11 responses to “Microsoft and "Research-Output" Repositories”

  1. Here at ChemSpider we have been working with other people at Microsoft on integrating ChemSpider web services into their system (see for example: http://www.chemspider.com/blog/microsoft-advance-the-web-services-integration-with-infomesa.html)

    At ChemSpider we have built a free access database of chemical structures and related information and data. We’ve done it all on the Microsoft platform and are now working to produce WiChemPedia (http://www.chemspider.com/blog/wichempedia-is-now-on-its-way.html).

    on Microsoft Sharepoint (http://www.chemspider.com/blog/the-chemspider-team-chooses-our-future-platform-for-collaboration-microsoft-sharepoint.html)

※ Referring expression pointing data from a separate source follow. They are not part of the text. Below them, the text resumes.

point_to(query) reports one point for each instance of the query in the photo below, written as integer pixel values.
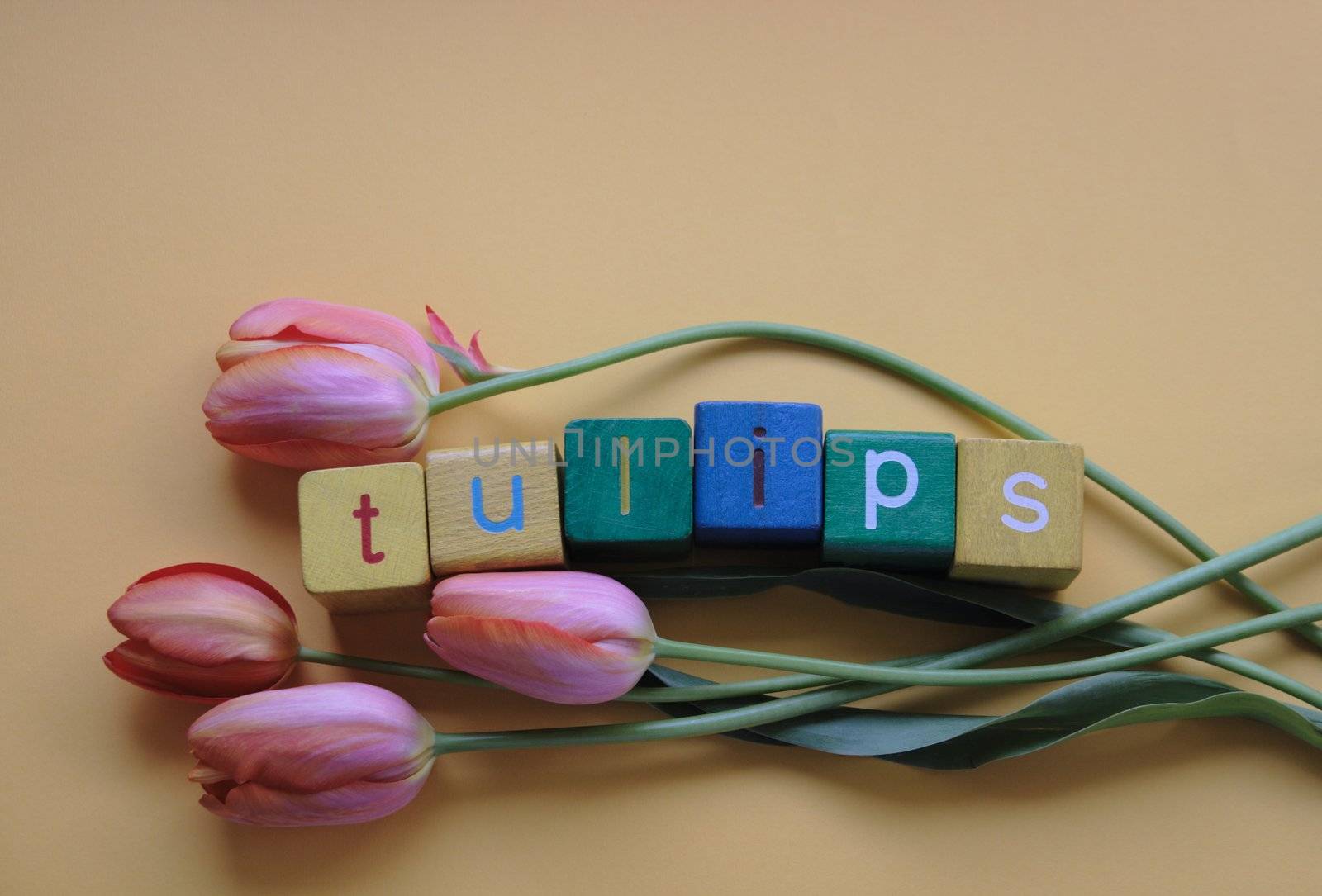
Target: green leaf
(939, 600)
(960, 742)
(949, 742)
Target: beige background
(1106, 216)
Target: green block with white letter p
(890, 500)
(628, 486)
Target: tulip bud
(316, 755)
(202, 632)
(568, 638)
(311, 385)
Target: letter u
(516, 506)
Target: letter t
(364, 514)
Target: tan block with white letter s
(363, 532)
(1018, 514)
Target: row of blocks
(747, 473)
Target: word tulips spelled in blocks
(746, 475)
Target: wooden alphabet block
(890, 500)
(628, 486)
(496, 508)
(363, 533)
(1020, 514)
(758, 473)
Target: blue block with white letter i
(757, 473)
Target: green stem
(714, 691)
(826, 698)
(879, 358)
(1018, 676)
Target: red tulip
(202, 632)
(568, 638)
(316, 755)
(310, 385)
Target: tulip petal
(332, 323)
(319, 393)
(202, 619)
(469, 363)
(237, 352)
(360, 801)
(149, 669)
(583, 604)
(257, 583)
(314, 737)
(540, 660)
(440, 329)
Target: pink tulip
(202, 632)
(316, 755)
(568, 638)
(469, 363)
(311, 385)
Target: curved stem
(1020, 676)
(826, 698)
(885, 360)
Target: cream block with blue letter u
(1020, 513)
(493, 508)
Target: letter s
(1029, 504)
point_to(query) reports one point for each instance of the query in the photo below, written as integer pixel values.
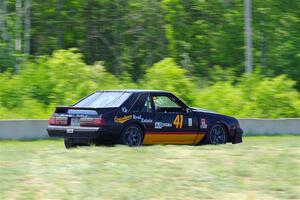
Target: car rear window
(104, 100)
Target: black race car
(136, 117)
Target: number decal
(178, 121)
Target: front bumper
(237, 138)
(74, 131)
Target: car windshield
(104, 99)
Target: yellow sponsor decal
(122, 119)
(178, 121)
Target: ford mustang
(137, 117)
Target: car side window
(147, 106)
(166, 104)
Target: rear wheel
(217, 135)
(132, 135)
(69, 143)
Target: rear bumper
(237, 138)
(74, 132)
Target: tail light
(92, 121)
(58, 121)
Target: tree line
(131, 35)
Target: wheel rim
(133, 136)
(217, 135)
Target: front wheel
(217, 135)
(132, 135)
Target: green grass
(259, 168)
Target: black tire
(69, 143)
(217, 134)
(132, 135)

    I wonder how this new capability you are developing can add new functionality to our already existing platform. I’d love to connect…

  2. “we are intensely focused on interoperability” – so can we look forward to Web standards-based linked data made available via RDF over HTTP, along with SPARQL endpoints? More fundamentally, can you confirm you’ll be giving entities and relationships dereferenceable URIs? (If not, I see no Web data interop).

  3. Hi Danny,

    Since we are building a platform, there is no reason why someone couldn’t create a tool to convert our data to RDF. In fact, we are discussing about the possibility of doing this ourselves. As for exposing each entity through a URI, again this depends on the deployment and the specific tools/services that are going to be used. Each resource in our store has a “URI” property but the applications built on top of us can decide how to make use of it and how to expose it.

    In milestone 2, we are thinking of working on implementing OAI-ORE (RDF-based vocabulary) export functionality for our compound entities. SPARQL support may be slightly more difficult but it is definitely something we are discussing!

    Nothing has been finalized yet so we are really keen to the feedback from the community.

    Regards,

    .savas.

  4. Thanks.

    Interop is all I ask 🙂

  5. “Our platform is intended to sit on top of the existing Microsoft ‘stack’.”

    Congratulations on the development and planned open release of the repository. I think your system will hit a sweet-spot for Microsoft-oriented shops that are looking to get into trusted repositories.

  6. Many thanks to you, Alex, Santosh and Lee for following up with me one on one at Southampton. As a Microsoft shop, I am looking forward to finding ways to incorporate your platform into some of our applications once it becomes available. Regards,

    Juan

  7. Hmm the platform seems to be nice, infact great.

  8. its really gret .

  9. One of the best ways to take advantage of video conferencing is to have the right equipment. Before getting started with a video meeting, it’s important that you familiarize yourself with the components that you’ll need.

  10. Great!Great!Great!

    I think that’s one of microsoft’s biggest achievement.

    Micro ROX!!

  11. This is great news, if you put this on Codeplex I might have to put my own project to build a hybrid ontology store with SQL Server on hold! If you do any early Beta or CTP releases I would be keen to get access to them.